Giornata da bollino rosso per chi viaggia in aereo. Oggi, domenica 5 luglio, il trasporto aereo italiano deve fare i conti con una serie di scioperi che rischiano di provocare ritardi, cancellazioni e modifiche operative in diversi aeroporti, proprio nel primo grande weekend di partenze estive.
Le agitazioni coinvolgono più settori della macchina aeroportuale: personale del comparto aereo, aeroportuale e dell’indotto, servizi di handling, personale Enav, addetti alla sicurezza e personale navigante. Non si tratta quindi di uno stop legato a un solo scalo o a una sola compagnia: anche quando il proprio volo non è direttamente interessato, eventuali rallentamenti nelle operazioni a terra o nella gestione del traffico possono generare ripercussioni a catena.
Secondo il calendario del Ministero delle Infrastrutture e dei Trasporti, per l’intera giornata sono previsti scioperi nazionali di 24 ore del personale delle aziende del comparto aereo, aeroportuale e dell’indotto, sia per le società associate ad Assohandlers sia per quelle non aderenti. Sempre per oggi è stato proclamato anche lo sciopero nazionale di 24 ore del personale navigante di EasyJet, dalle 00 alle 23.59, con possibili conseguenze sui voli operati dalla compagnia.
Tra gli scali più esposti c’è Milano Malpensa, dove è previsto uno sciopero di 24 ore del personale Enav, dalle 00.01 alle 24, oltre a un’ulteriore agitazione di quattro ore, dalle 13 alle 17. Nello stesso aeroporto si ferma anche il personale FedEx Corporation, dalle 14 alle 18.
A Roma lo sciopero riguarda il personale Adr Security degli aeroporti di Fiumicino e Ciampino, con stop dalle 10 alle 18. A Catania, invece, l’agitazione coinvolge il personale della società Asc Handling dell’aeroporto di Fontanarossa, dalle 14 alle 18.
Per chi parte o arriva anche dagli altri aeroporti italiani, compreso il Cristoforo Colombo di Genova, il consiglio è di controllare lo stato del proprio volo prima di mettersi in viaggio verso lo scalo. I disagi, infatti, possono riguardare non solo gli aeroporti direttamente citati nelle singole proclamazioni, ma anche collegamenti nazionali e internazionali inseriti nella stessa rotazione operativa delle compagnie.

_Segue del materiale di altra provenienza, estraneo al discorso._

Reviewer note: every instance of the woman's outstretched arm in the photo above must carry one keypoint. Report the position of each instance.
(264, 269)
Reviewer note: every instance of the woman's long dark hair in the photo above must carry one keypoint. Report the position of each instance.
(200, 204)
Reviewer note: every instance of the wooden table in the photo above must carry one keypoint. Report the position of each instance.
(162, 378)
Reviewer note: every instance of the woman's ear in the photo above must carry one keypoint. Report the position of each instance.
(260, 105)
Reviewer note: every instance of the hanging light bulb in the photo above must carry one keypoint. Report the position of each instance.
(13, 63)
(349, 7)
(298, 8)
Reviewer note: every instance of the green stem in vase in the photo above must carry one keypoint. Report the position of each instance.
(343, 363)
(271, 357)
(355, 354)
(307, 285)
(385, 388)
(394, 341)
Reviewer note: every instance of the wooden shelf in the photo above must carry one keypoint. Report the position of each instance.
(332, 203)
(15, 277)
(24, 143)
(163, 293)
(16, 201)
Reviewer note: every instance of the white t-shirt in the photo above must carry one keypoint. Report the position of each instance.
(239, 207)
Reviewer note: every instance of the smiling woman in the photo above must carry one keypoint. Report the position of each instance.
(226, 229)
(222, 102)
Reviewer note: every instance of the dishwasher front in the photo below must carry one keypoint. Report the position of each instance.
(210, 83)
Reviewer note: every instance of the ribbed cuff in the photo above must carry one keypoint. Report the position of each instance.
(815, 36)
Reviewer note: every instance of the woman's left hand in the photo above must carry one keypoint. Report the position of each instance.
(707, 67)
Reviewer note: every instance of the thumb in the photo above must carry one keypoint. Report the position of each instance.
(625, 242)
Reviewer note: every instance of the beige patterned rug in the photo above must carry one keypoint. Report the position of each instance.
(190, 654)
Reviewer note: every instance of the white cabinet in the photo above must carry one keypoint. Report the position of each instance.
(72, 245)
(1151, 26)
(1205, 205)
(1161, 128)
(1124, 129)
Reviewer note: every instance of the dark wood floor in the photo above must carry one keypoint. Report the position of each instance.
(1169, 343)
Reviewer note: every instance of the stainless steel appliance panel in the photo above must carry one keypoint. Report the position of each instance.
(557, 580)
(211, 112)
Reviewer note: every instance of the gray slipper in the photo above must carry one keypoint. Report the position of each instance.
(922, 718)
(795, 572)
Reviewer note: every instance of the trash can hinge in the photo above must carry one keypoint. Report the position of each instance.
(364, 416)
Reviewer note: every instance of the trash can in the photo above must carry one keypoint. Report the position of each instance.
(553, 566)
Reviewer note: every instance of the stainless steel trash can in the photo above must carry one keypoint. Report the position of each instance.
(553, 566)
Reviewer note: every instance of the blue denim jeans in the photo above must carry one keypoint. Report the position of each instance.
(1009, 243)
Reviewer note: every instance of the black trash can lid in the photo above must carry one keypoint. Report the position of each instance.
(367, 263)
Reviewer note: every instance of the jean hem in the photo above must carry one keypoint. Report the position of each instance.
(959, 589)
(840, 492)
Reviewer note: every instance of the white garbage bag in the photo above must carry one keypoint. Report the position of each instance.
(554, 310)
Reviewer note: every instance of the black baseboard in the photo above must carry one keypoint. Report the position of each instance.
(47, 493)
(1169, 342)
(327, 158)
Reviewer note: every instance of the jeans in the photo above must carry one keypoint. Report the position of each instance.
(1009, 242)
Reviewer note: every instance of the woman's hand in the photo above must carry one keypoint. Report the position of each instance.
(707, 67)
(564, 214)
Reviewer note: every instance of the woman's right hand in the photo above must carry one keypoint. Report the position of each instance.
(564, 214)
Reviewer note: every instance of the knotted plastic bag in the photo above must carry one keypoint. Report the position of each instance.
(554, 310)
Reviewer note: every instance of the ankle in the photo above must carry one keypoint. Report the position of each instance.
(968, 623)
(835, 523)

Restano garantite, come previsto dalla normativa, le fasce orarie di tutela: dalle 7 alle 10 e dalle 18 alle 21 i voli devono comunque essere effettuati. ENAC ha pubblicato inoltre l’elenco dei voli garantiti in caso di sciopero e invita i passeggeri a rivolgersi alla propria compagnia aerea per informazioni aggiornate sull’operatività del collegamento.
In caso di cancellazione, i passeggeri hanno diritto al rimborso del biglietto o alla riprotezione su un volo alternativo, secondo quanto previsto dalla normativa europea. Restano inoltre gli obblighi di assistenza da parte del vettore in caso di attese prolungate, con pasti, bevande e, quando necessario, sistemazione alberghiera.